Friday, February 15, 2008

Fice and Rish

Remember this dialogue in The Old Man and the Sea?

"What do you have to eat?" the boy asked.
"A pot of yellow rice with fish. Do you want some?"
"No. I will eat at home. Do you want me to make the fire?"
"No. I will make it later on. Or I may eat the rice cold."

If you have read the book (and if you haven´t, do) then you know that that there isn´t really any yellow fish with rice. The old man is salado, and hasn´t caught a thing for 85 days. Yet it is comfort enough for the two impoverished fishermen to regularly perform this lovely ritual of pretending that the fish and rice exist, until it is so meaningful and suggestive as to be nearly symbolic.

Fish and rice-ism has been a part of my fishing imagination for many years, since long before I myself became an old man. I read the book, and I thought I got the meaning. During my years in Japan, the significance of F&R grew deeper for two unrelated reasons. First, the obvious reason, is that Japanese love to serve a simple meal of a whole or split salt-broiled fish and a bowl of white rice, with perhaps a few insignificant pickles on the side. From the start, this struck me as lovely and pure like Santiago´s fish, except of course it was real -- rich, oily delicious, and edifying. And then one day, to humor my girlfriend of the time, I went to a Picasso museum in Hakone that displays numbers of the artist´s handmade, hand-painted plates. And next to almost every plate, there was a photo of the hearty old fellow sitting with a smile of deep satisfaction in front of a plate with a fish skeleton on it, picked clean. Picasso got it, just like Papa.



One of the great delights of this past week in the Solentiname islands has been eating my fish whole, usually within a couple of hours of reeling them up to the kayak. The fishing was pretty good, so I ate pretty good. I threw back at least one rainbow bass that might have gone five or six pounds, and a few of three or four, but the first two and a half pound fish of the day was invariably a goner. I threw in a few pairs of crisp-fried mojarras for variety (or the cook Telma did, after I handed them over) and feasted more or less like an extremely lucky old man.

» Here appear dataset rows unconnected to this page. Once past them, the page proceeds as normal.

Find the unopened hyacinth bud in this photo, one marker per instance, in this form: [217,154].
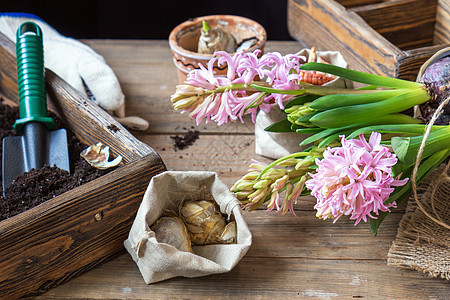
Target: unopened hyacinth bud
[296,114]
[185,91]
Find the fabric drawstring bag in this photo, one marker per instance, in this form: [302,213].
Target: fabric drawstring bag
[166,191]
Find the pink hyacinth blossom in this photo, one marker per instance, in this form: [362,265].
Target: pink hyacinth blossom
[230,97]
[354,179]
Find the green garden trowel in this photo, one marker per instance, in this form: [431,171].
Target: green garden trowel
[38,145]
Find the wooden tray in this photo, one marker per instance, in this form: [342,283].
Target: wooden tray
[390,37]
[79,229]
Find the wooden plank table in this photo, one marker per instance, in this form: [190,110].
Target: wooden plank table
[291,256]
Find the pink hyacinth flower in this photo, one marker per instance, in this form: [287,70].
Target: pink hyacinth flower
[354,179]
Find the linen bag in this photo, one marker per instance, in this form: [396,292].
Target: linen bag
[160,261]
[275,144]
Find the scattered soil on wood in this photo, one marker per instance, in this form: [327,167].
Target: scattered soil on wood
[37,186]
[188,139]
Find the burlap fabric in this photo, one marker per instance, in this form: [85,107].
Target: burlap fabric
[279,144]
[160,261]
[422,243]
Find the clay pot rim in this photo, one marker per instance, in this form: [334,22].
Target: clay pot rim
[262,36]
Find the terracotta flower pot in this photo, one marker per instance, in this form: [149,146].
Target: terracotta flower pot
[184,38]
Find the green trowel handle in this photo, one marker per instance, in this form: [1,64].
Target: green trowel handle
[30,77]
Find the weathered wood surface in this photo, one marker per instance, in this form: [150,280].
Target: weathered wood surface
[373,36]
[291,256]
[81,228]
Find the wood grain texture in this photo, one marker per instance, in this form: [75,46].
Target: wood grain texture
[77,230]
[373,37]
[406,24]
[290,257]
[326,25]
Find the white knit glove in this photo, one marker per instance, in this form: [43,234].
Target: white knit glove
[76,63]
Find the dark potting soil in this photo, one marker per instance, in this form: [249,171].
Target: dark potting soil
[37,186]
[188,139]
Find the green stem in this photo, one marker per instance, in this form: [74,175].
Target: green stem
[361,77]
[281,160]
[312,90]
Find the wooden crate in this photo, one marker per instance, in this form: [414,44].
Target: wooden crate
[386,37]
[79,229]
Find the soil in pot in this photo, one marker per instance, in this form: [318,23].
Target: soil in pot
[37,186]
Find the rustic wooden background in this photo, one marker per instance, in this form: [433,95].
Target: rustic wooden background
[291,256]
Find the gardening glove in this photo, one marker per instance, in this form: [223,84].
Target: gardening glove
[79,65]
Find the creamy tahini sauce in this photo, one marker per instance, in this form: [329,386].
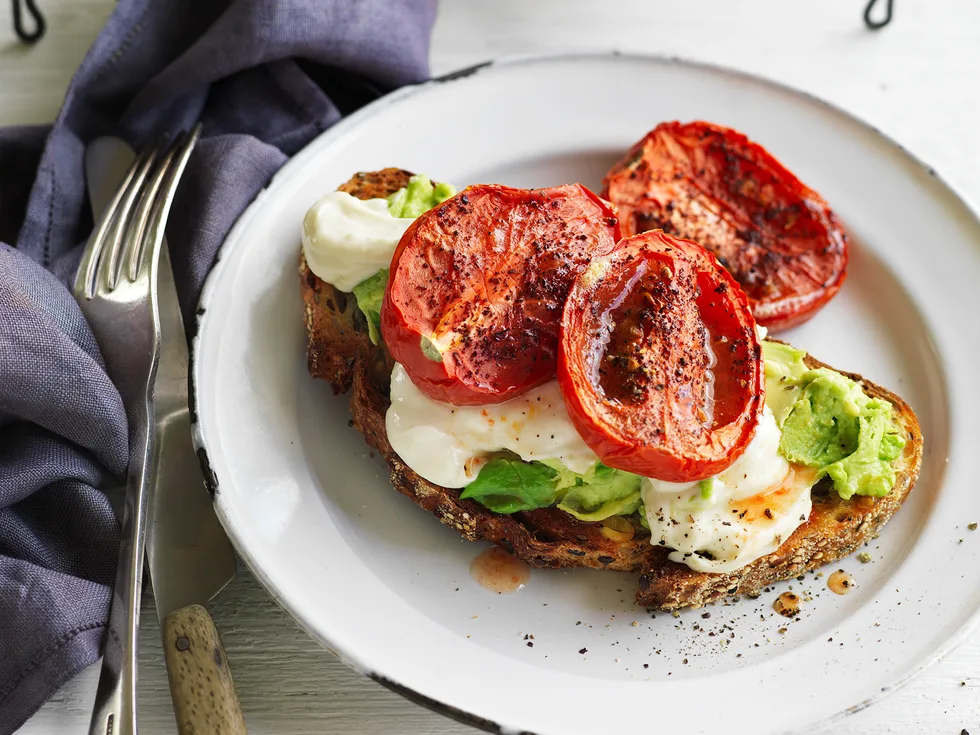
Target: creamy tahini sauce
[500,572]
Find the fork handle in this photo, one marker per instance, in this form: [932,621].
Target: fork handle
[201,686]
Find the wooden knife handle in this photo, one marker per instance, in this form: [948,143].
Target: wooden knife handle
[200,677]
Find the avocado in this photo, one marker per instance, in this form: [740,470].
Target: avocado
[830,424]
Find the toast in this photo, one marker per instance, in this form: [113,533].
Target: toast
[340,352]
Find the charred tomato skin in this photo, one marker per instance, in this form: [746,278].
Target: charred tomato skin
[713,185]
[477,286]
[639,331]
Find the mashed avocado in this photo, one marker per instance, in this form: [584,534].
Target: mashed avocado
[507,484]
[418,197]
[830,424]
[411,201]
[369,294]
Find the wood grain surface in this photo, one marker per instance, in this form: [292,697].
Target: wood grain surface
[918,80]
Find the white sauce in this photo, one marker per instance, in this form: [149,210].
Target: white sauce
[754,506]
[447,444]
[346,240]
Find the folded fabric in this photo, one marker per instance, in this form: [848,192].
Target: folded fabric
[264,77]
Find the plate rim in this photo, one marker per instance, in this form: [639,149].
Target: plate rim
[379,105]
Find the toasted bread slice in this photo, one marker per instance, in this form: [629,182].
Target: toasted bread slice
[341,353]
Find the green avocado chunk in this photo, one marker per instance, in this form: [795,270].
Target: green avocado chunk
[508,485]
[418,197]
[409,202]
[830,424]
[369,294]
[602,492]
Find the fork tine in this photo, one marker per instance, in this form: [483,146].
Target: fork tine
[151,232]
[92,256]
[109,265]
[135,244]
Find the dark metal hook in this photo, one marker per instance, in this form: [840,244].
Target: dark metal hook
[877,24]
[39,25]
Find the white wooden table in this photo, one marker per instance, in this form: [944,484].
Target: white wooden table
[918,80]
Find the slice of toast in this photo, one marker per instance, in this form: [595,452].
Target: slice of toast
[340,352]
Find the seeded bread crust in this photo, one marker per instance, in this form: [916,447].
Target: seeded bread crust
[340,352]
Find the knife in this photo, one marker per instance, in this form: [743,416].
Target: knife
[190,557]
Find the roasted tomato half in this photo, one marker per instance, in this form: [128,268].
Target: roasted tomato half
[478,284]
[713,185]
[659,362]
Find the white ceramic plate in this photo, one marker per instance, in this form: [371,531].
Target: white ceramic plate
[386,587]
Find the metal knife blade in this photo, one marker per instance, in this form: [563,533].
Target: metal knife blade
[190,556]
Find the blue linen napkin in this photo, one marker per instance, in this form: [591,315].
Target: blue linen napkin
[265,77]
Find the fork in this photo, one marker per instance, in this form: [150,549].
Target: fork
[116,290]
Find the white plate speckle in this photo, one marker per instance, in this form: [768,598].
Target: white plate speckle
[383,584]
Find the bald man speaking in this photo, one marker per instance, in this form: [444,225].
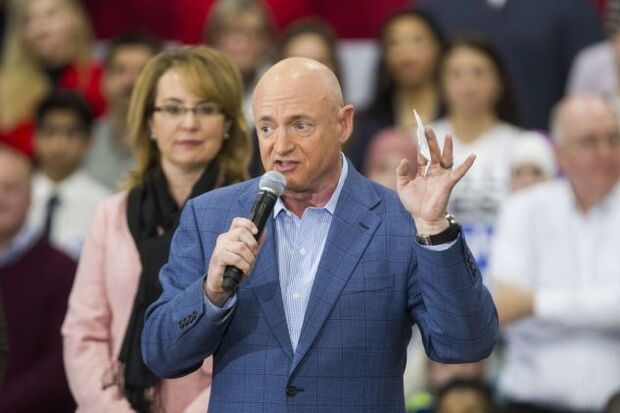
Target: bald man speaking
[345,267]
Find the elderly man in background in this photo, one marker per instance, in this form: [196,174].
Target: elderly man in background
[557,271]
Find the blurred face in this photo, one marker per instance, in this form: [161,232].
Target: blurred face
[312,46]
[589,153]
[48,29]
[470,82]
[525,175]
[462,401]
[300,132]
[61,143]
[411,51]
[244,41]
[122,73]
[14,194]
[187,140]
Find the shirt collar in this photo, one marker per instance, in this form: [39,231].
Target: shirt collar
[331,204]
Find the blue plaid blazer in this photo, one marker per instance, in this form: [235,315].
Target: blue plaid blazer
[372,284]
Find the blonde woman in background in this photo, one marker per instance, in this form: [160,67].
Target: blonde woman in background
[47,45]
[190,136]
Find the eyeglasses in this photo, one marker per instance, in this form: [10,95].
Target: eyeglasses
[204,110]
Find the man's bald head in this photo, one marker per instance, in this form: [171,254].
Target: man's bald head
[302,123]
[305,73]
[587,138]
[579,111]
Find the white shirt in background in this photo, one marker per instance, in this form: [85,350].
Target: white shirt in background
[568,353]
[476,199]
[78,195]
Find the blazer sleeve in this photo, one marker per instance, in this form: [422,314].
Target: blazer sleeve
[86,330]
[177,335]
[453,309]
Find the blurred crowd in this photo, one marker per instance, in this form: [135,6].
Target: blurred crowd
[93,178]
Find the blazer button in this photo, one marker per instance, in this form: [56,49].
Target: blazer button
[291,391]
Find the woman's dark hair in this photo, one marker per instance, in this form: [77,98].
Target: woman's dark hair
[506,105]
[385,87]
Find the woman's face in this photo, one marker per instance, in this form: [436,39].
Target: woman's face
[189,140]
[245,41]
[49,28]
[470,82]
[411,51]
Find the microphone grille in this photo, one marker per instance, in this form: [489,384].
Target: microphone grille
[273,182]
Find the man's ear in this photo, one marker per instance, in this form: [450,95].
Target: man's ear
[345,121]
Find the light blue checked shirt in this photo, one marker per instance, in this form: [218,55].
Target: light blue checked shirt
[300,244]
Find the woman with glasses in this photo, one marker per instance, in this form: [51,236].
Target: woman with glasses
[190,136]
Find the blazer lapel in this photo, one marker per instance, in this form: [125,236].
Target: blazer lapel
[351,230]
[265,283]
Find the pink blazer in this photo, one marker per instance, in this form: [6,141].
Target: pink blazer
[99,307]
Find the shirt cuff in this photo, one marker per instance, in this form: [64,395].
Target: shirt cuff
[219,315]
[440,247]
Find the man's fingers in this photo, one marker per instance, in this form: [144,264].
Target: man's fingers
[433,145]
[447,157]
[462,169]
[243,223]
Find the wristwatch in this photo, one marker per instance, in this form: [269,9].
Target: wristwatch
[447,235]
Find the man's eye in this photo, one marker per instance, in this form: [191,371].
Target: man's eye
[265,130]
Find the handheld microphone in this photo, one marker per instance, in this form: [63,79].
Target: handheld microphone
[272,185]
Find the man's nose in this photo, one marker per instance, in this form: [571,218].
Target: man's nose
[283,141]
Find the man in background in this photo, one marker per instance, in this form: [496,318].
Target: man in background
[35,281]
[556,271]
[64,196]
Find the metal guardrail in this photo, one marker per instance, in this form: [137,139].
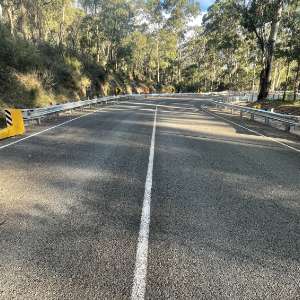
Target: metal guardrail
[225,99]
[287,120]
[37,114]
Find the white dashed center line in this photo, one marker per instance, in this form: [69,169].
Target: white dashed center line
[140,273]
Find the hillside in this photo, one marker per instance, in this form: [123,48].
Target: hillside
[35,75]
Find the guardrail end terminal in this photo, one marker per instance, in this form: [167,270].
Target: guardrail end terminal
[14,122]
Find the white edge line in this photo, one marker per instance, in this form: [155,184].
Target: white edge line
[45,130]
[140,273]
[251,130]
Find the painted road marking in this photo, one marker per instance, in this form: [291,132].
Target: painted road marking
[140,273]
[251,130]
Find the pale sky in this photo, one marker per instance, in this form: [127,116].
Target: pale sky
[205,4]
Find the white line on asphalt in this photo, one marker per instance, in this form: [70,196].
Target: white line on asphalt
[45,130]
[140,273]
[254,131]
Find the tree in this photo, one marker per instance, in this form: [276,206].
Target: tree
[263,18]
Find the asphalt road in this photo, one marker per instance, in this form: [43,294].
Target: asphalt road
[225,206]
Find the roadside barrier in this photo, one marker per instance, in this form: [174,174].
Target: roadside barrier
[14,123]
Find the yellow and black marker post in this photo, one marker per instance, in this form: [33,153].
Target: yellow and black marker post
[14,122]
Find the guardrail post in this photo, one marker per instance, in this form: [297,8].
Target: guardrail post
[267,121]
[287,127]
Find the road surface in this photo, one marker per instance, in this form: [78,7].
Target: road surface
[152,199]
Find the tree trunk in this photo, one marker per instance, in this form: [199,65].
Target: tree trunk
[286,81]
[265,75]
[11,20]
[274,77]
[297,81]
[158,61]
[62,26]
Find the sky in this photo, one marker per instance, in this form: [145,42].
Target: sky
[205,4]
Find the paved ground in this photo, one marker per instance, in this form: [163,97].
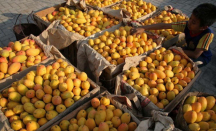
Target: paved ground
[9,10]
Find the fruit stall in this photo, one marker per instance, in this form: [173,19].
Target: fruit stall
[86,72]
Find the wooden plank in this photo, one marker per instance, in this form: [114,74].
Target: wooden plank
[85,106]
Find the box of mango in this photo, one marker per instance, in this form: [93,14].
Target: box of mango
[84,23]
[102,113]
[160,79]
[163,16]
[197,112]
[18,57]
[45,95]
[138,9]
[108,51]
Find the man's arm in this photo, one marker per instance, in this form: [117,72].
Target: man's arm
[194,54]
[140,29]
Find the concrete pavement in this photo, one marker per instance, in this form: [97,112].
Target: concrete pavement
[9,10]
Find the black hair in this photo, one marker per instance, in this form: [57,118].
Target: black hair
[206,13]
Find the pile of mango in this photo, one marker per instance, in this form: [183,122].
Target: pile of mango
[199,113]
[137,8]
[101,116]
[160,76]
[42,94]
[84,23]
[18,56]
[101,3]
[165,17]
[116,46]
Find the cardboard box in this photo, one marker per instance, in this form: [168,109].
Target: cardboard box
[122,88]
[7,81]
[94,91]
[88,104]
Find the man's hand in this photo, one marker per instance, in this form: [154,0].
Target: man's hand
[137,30]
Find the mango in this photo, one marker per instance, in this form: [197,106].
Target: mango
[109,115]
[90,123]
[47,98]
[125,118]
[12,104]
[23,114]
[8,113]
[39,94]
[29,107]
[3,67]
[42,121]
[55,128]
[14,68]
[91,114]
[49,107]
[39,113]
[191,99]
[32,126]
[19,58]
[51,114]
[103,126]
[56,100]
[28,83]
[39,104]
[17,125]
[32,52]
[210,102]
[18,109]
[116,121]
[132,126]
[100,116]
[60,108]
[14,96]
[81,113]
[28,118]
[190,116]
[30,94]
[41,70]
[17,46]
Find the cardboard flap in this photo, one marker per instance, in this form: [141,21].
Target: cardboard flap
[58,36]
[79,4]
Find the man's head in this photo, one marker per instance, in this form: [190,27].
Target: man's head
[206,14]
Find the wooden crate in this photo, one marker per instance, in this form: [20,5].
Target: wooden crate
[7,81]
[95,89]
[85,106]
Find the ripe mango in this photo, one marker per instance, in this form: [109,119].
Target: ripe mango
[32,126]
[3,67]
[39,113]
[29,107]
[32,52]
[17,46]
[18,109]
[4,53]
[28,118]
[90,123]
[67,94]
[116,121]
[14,96]
[100,116]
[125,118]
[17,125]
[19,58]
[109,114]
[14,68]
[103,126]
[51,114]
[64,124]
[39,104]
[41,70]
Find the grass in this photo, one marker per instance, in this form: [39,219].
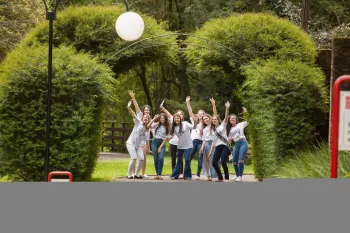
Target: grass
[107,170]
[314,163]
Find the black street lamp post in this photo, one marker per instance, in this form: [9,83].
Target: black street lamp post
[51,16]
[129,27]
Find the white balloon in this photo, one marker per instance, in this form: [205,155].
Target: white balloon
[130,26]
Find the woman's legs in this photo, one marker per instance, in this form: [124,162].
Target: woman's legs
[177,168]
[154,147]
[216,158]
[242,153]
[224,154]
[144,150]
[187,171]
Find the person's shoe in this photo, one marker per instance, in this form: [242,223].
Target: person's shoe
[217,180]
[138,177]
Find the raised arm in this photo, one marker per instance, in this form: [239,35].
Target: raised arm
[214,106]
[132,113]
[132,95]
[189,108]
[227,105]
[151,122]
[165,111]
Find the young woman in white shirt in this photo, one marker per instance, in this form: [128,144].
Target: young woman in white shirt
[182,130]
[220,144]
[174,140]
[235,132]
[196,136]
[134,143]
[161,132]
[145,143]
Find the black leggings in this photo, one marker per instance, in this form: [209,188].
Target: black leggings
[173,153]
[221,151]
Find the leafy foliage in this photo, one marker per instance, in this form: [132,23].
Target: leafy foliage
[78,95]
[91,29]
[286,100]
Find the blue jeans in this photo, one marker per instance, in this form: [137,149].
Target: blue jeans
[158,157]
[212,172]
[197,144]
[239,152]
[221,152]
[187,170]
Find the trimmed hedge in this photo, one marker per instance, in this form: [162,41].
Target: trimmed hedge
[92,29]
[286,100]
[79,87]
[239,39]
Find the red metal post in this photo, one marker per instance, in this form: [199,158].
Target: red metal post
[335,123]
[60,173]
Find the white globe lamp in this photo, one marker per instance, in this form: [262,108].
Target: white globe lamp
[129,26]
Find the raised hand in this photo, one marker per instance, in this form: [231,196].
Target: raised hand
[212,100]
[132,94]
[129,103]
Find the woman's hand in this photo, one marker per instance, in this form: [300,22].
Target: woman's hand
[212,100]
[132,94]
[129,103]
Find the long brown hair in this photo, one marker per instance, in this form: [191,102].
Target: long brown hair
[212,127]
[173,125]
[166,123]
[229,125]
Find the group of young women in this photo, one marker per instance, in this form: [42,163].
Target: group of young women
[206,135]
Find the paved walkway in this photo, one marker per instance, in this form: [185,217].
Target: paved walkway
[246,178]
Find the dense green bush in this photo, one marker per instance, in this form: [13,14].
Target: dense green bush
[92,29]
[286,101]
[240,39]
[314,163]
[80,86]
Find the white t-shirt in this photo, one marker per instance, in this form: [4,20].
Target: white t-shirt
[207,134]
[174,141]
[138,135]
[196,132]
[237,132]
[222,131]
[144,140]
[185,140]
[161,131]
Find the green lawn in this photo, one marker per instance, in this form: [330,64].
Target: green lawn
[107,170]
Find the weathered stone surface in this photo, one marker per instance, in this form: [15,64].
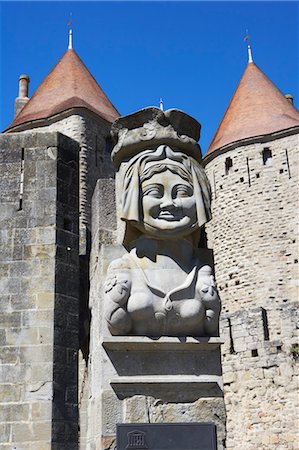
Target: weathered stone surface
[33,274]
[255,242]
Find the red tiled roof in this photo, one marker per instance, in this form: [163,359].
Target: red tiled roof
[68,85]
[256,108]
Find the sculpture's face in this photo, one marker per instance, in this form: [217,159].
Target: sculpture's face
[169,207]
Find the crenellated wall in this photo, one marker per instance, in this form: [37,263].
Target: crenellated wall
[254,236]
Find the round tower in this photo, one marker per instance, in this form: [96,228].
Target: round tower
[252,164]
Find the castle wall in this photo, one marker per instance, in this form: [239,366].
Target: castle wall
[93,135]
[254,236]
[260,380]
[39,291]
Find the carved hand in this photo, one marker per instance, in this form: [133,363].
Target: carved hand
[117,288]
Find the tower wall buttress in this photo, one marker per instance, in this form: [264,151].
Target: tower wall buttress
[39,289]
[254,236]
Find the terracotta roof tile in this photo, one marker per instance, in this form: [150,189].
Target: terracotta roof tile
[68,85]
[257,108]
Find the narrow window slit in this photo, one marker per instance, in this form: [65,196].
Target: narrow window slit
[288,164]
[214,180]
[228,165]
[232,348]
[96,151]
[267,157]
[248,172]
[21,181]
[265,324]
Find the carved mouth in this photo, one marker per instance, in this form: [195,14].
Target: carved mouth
[165,215]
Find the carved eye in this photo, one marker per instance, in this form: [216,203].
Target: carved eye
[182,190]
[155,191]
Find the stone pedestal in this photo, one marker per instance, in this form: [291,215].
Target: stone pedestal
[136,379]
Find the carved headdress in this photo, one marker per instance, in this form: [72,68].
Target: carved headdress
[151,137]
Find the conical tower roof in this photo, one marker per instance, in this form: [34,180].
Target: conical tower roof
[68,85]
[257,108]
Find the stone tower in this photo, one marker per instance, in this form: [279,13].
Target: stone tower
[252,164]
[51,156]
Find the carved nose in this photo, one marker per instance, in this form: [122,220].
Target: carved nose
[167,202]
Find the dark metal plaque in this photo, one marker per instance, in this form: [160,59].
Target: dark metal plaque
[166,436]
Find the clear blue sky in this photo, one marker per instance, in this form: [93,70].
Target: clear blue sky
[192,54]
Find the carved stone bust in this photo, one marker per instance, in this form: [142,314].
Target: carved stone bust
[160,286]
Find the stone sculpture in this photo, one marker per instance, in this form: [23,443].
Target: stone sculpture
[160,286]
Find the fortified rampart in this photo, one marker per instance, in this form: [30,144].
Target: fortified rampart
[39,291]
[254,235]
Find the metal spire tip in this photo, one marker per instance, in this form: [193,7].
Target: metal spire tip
[70,23]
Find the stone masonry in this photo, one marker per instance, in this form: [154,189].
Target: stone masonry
[254,235]
[39,291]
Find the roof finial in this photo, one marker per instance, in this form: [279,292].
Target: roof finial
[246,39]
[70,23]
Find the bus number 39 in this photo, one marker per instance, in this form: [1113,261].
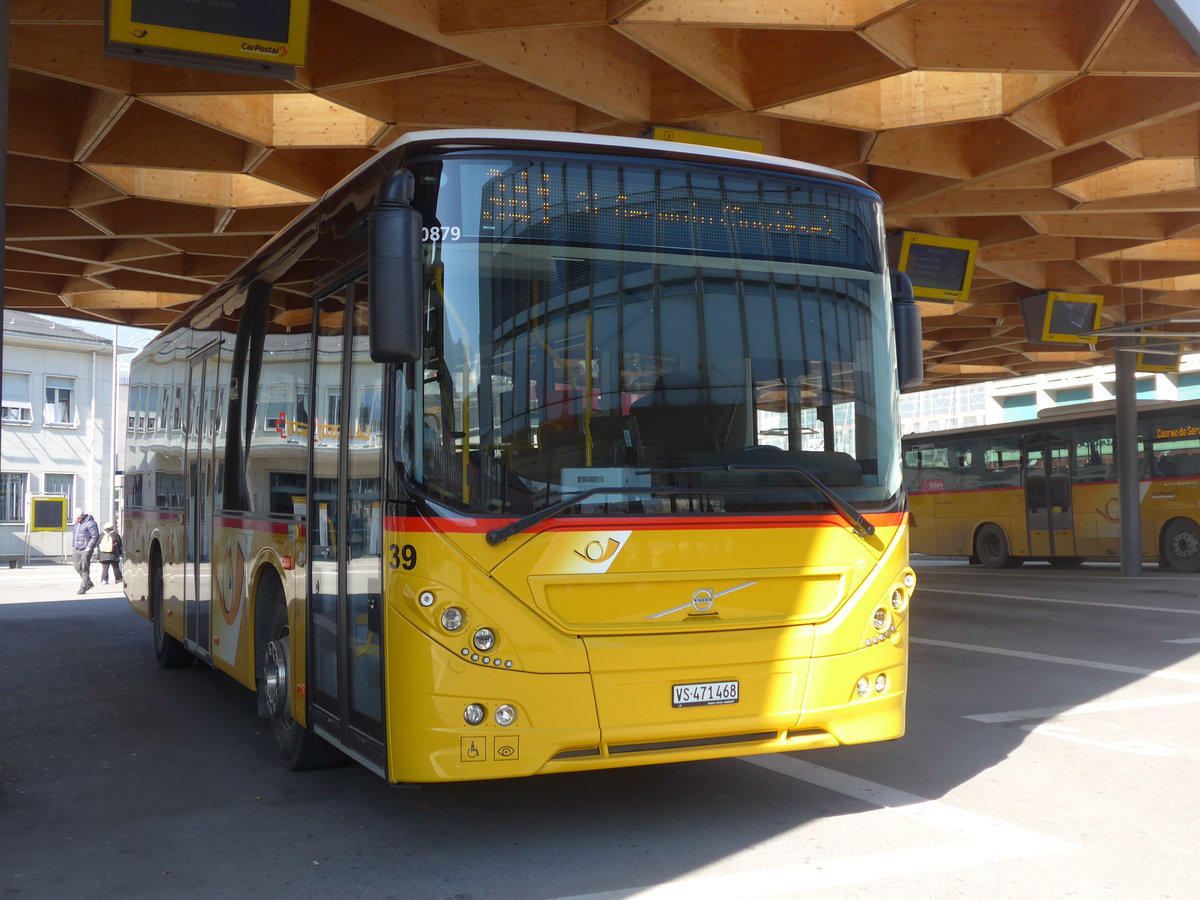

Fish and rice is healthy, and I think I am already feeling and seeing the benefits of it in my physical well-being. Aside from a bit of pickled chile and some fried bananas and steamed chayote, all I ate was large helpings of fish and small helpings of rice, which in these parts they measure out carefully in a cup and then mold it onto your plate. Breakfast was rice and beans and eggs -- perfect fuel for a dozen-mile day of paddling. I worked up to an 18 mile circumnavigation of Isla Mancarron and had a lovely little adventure out of it.


Though probaby my biggest adventure happened just yesterday, when I was forced to wade-fish while my boat dried out for packing. I waded and floated with my PFD out to a little submerged reed island and promptly caught a 2-3 pounder for dinner. I hung this poor sucker off a flagpost sticking up out of the rockpile (which is there to help boats to locate the shoal) and proceeded to keep casting, catching a few odd fish and a few times diving in after my rockbound lure. On one of these lure rescues, I noticed an odd triangular thing apparently floating nearby. What the heck is that? And then the triangle opened up, and chewed a few times, and I realied that one of the local freshwater crocs was swallowing down a fish not a hundred feet from where I was standing! Yikes. I´d seen these guys a couple times from the kayak and got slightly freaked out, but in this case I was truly concerned. If you wanted to goad an old lizard into a fight, then hanging up a dead fish and standing around up to your waist in the water would probably work well. But of course I wade-floated back to shore safely with all my feet and fingers, so that I can now type the tale here.

While paddling around Mancarron I made a strange catch: a cleverly submerged, illegal set net. the locals tell me that these are really harming the quality of the hook-and-line fishing, and I considered cutting it up with my river knife. But at the time, I had this odd feeling that someone was watching me from the trees onshore . . . so instead of destroying some old Santiago´s net, I went ahead and checked the length of it for any fish, of which there were none, live nor dead. But all this got me thinking about a great aid project for the area: a serious scientific survey of the fish populations, with a report recommending regulatory practices. People will say, probably rightly, that poor hungry islanders will not let regulations get in their way, and that the money to enforce them will never appear. But Never is a very long time, and anyway such a report would be at least as useful as the abandoned recycling plant created by one agency, or the ongoing groundwater well project by ACRA. If I can find a way to promote this idea, it could be a good use of my lovely months of unemployment, which are now a mere two weeks old and going great.



Not that paddling and fishing are bad uses of time. I haven´t cast a line today, but tomorrow I start down the San Juan with a big tarpon rig on the deck. Mmm, sabalo chorizo and rice . . . whether real or imagined, I go to find it soon!

1 comment:

Mary said...

EG: Es verdad que usted sabe como llegar -- ¡que cuento! ójala que nos veamos pronto.